Harley N. Warner, 20, was booked into Trumbull County jail at 11:46 a.m. Friday, charged with the two felonies. If convicted, she could get about six years in prison. She is likely to be arraigned Monday in Warren Municipal Court.
The Warren Police Department was notified by Trumbull County Children Services after the children were taken to Akron Children’s Hospital.
Warner called 911 on June 13, asking for an ambulance to come to a home on Vine Avenue Northeast, saying one of her daughters was “barely breathing” and “purple” when Warner woke her up to feed her. Warner said the child was now “acting perfectly fine.”
Homicide victim ID’ed
A spokesman at the Mahoning County Coroner’s office Friday identified a man shot and killed late Monday at a Wilson Avenue gas station as Oscar Caywood.

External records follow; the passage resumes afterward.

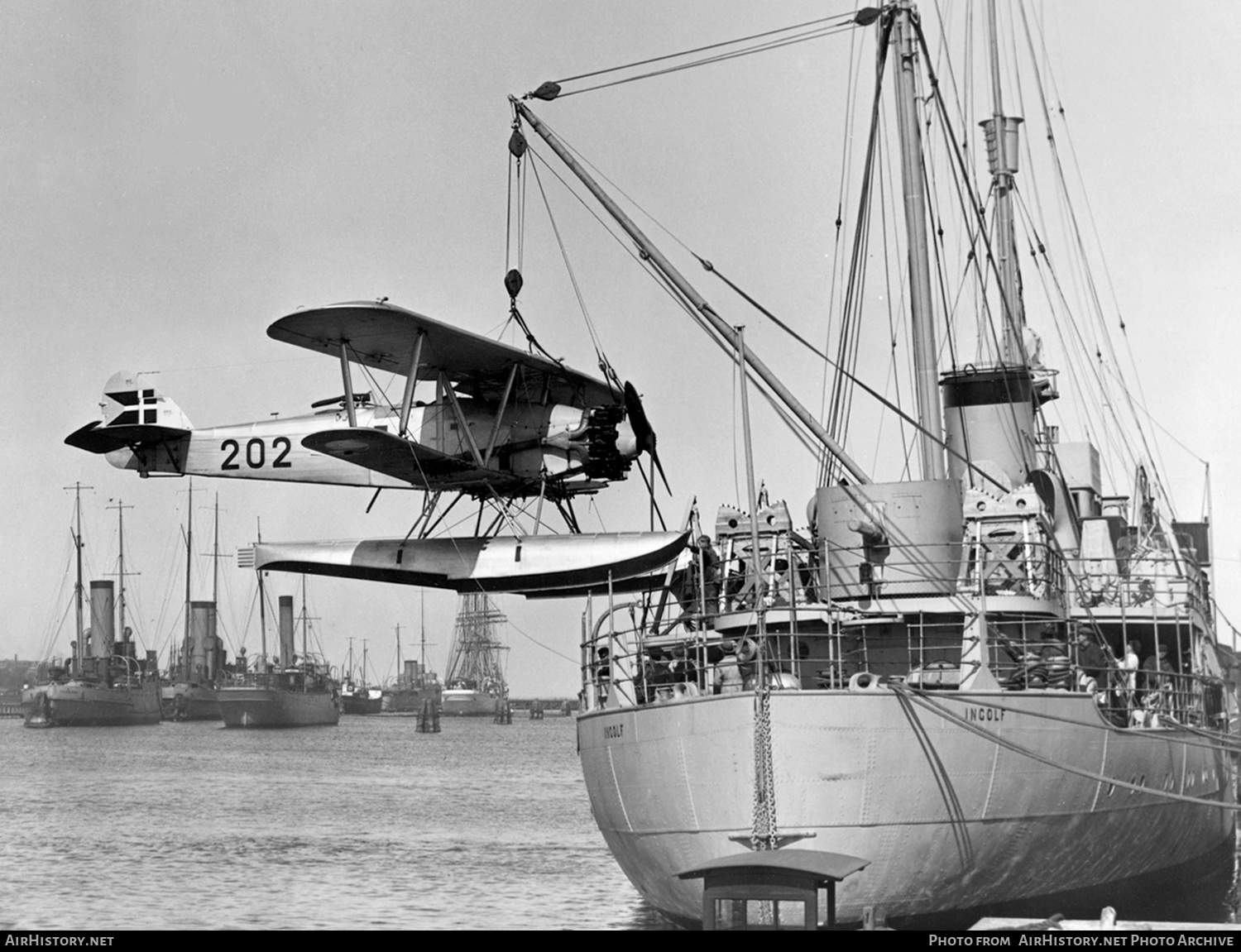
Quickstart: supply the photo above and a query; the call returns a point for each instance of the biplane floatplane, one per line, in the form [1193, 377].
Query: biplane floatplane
[506, 427]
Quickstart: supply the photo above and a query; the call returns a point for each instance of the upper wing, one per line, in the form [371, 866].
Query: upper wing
[382, 335]
[405, 459]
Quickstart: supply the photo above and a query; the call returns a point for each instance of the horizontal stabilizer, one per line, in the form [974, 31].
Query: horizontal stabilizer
[501, 564]
[402, 458]
[97, 438]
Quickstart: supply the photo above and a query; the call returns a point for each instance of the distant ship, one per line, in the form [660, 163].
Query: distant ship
[196, 672]
[103, 683]
[414, 682]
[476, 669]
[298, 693]
[357, 696]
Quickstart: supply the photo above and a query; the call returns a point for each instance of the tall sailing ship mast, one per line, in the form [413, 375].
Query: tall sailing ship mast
[476, 682]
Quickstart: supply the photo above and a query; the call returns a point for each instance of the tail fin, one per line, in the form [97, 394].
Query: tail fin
[127, 402]
[141, 428]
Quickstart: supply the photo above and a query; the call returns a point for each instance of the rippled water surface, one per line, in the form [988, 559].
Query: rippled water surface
[365, 825]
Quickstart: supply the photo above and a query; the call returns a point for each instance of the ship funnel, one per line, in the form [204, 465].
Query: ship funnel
[989, 419]
[103, 624]
[203, 639]
[287, 631]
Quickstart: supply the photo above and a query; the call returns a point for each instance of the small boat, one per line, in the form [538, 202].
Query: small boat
[416, 684]
[103, 683]
[198, 671]
[476, 686]
[299, 693]
[355, 696]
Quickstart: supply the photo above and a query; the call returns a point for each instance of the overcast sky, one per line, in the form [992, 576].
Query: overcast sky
[176, 176]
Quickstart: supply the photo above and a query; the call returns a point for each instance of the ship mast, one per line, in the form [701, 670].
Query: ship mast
[262, 606]
[121, 567]
[1002, 151]
[79, 592]
[926, 369]
[305, 624]
[700, 305]
[215, 560]
[399, 668]
[189, 564]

The spokesman did not have an age or hometown for Caywood. Police Chief Robin Lees said Caywood is from the Cleveland area.
Two men who were arrested when police found áaywood’s body, Juan Phillips, 34, and Earl Charity, 32, are each charged with aggravated murder in Caywood’s death. They are both in Mahoning County jail on $1 million bond after their arraignments Wednesday in municipal court.
Voter drive to begin
The Ohio Coalition on Black Civic Participation will announce its new voter registration, verification and empowerment campaign at 9 a.m. today at the L.A. Simon Social Service Center, 1528 Hillman St.
The coalition is a state affiliate of the National Coalition on Black Civic Participation in Washington, D.C.
Its chief aim is to increase political participation and civic engagement in black communities.
This collaboration has become even more urgent due to the recent U.S. Supreme Court decision upholding the purging of Ohio’s voter rolls, a decision that disproportionately impacts black voters in Ohio’s most populous cities, the coalition says.
The Rev. Kenneth Simon, senior pastor of New Bethel Baptist Church and chairman of Youngstown Community Mobilization Coalition, said, “Ohio’s voter purge procedure falls disproportionately on black citizens for whom various features of the voting process always has and continues to present significant obstacles to participation.”